Introduction

Completed

Azure Machine Learning is a cloud service for managing the life cycles of machine learning projects. Machine learning professionals, data scientists, and engineers can use Azure Machine Learning to train and deploy models and manage machine learning operations.

When anyone is monitoring an Azure Machine Learning environment, it's important to have visibility into all resources that might affect performance and AI model quality. Monitoring of Azure Machine Learning consists of the following areas:

  • Azure Machine Learning performance: Compute resources provide the infrastructure for running a machine learning workflow. They can affect Azure Machine Learning runs, experiments, and overall performance. This area is traditionally for operators and administrators.
  • Workflow problems: Throughout the life cycle of machine learning, problems and errors might occur during deployment of new models, during the running of a job, or in other circumstances.

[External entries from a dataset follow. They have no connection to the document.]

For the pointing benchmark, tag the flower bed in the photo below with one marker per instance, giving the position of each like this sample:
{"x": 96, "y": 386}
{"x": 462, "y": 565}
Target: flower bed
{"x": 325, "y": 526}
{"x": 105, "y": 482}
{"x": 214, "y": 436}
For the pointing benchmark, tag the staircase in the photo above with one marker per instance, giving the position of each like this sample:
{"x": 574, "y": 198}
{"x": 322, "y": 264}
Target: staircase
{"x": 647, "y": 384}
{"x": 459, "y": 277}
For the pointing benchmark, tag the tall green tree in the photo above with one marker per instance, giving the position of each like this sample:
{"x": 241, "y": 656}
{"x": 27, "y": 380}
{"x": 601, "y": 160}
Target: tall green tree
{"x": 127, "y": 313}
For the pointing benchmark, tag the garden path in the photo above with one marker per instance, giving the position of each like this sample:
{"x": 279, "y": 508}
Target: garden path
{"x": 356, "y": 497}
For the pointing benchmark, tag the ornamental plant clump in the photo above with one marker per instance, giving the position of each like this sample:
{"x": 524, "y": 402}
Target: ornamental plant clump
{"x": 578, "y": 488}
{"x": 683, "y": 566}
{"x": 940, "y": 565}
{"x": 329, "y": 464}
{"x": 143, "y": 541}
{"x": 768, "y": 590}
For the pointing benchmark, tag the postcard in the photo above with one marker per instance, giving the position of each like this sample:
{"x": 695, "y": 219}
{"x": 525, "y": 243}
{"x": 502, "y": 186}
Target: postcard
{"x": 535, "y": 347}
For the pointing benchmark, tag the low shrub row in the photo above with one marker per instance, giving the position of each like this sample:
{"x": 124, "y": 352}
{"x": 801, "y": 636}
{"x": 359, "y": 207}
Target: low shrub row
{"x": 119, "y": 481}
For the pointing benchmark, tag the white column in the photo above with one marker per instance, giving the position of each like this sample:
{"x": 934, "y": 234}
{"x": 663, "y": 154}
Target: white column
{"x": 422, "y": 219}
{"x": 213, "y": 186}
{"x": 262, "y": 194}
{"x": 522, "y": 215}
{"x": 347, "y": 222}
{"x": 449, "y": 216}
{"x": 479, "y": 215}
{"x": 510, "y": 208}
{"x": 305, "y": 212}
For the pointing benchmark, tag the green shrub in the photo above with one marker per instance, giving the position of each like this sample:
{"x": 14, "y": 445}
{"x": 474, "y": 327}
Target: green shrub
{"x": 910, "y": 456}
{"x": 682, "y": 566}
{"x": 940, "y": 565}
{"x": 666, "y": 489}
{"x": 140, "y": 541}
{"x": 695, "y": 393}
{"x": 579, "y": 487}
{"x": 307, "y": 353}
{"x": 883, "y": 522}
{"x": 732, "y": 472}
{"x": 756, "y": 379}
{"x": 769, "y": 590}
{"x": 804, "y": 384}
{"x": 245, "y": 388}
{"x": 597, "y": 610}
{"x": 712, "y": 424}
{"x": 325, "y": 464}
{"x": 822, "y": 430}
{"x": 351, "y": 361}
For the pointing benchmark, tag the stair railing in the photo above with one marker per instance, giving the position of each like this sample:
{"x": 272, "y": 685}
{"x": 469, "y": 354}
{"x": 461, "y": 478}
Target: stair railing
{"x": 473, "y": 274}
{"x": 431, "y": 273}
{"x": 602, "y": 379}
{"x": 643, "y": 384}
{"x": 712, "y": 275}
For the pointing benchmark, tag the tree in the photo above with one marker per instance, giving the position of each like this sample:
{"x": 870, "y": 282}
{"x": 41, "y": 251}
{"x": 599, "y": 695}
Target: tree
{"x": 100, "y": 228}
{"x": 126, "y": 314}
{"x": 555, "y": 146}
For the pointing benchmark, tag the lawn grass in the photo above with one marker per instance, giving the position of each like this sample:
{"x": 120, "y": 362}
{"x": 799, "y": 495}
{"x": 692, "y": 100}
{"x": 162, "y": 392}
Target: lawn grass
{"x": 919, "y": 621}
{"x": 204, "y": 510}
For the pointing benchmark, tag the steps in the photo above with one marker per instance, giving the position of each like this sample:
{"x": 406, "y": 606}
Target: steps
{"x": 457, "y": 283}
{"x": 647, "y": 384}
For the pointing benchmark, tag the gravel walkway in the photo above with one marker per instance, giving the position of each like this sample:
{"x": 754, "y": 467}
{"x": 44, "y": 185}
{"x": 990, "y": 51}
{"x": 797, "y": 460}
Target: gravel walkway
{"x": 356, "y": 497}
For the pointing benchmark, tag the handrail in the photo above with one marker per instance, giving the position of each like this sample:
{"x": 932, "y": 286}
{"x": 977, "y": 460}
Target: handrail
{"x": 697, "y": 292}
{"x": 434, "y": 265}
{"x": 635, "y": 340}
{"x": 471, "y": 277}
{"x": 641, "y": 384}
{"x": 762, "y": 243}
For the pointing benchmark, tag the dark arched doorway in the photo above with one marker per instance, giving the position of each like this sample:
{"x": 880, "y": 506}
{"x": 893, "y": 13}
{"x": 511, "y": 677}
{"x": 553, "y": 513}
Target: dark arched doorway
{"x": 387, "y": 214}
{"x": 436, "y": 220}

Both administrators and machine learning professionals might be interested in this area.
  • Machine learning models: Data drift, model prediction drift, poor data quality, and feature attribution drift can lead to outdated models and cause AI systems to become obsolete. Machine learning professionals and data scientists are the traditional owners of this monitoring.

Azure Monitor is the primary tool for managing an Azure Machine Learning environment. Azure Monitor provides built-in capabilities to monitor performance and workflow problems in Azure Machine Learning. You can also expand these capabilities for your own needs.

AI model management relies on collecting inference data in production. This analysis is part of monitoring Azure Machine Learning models.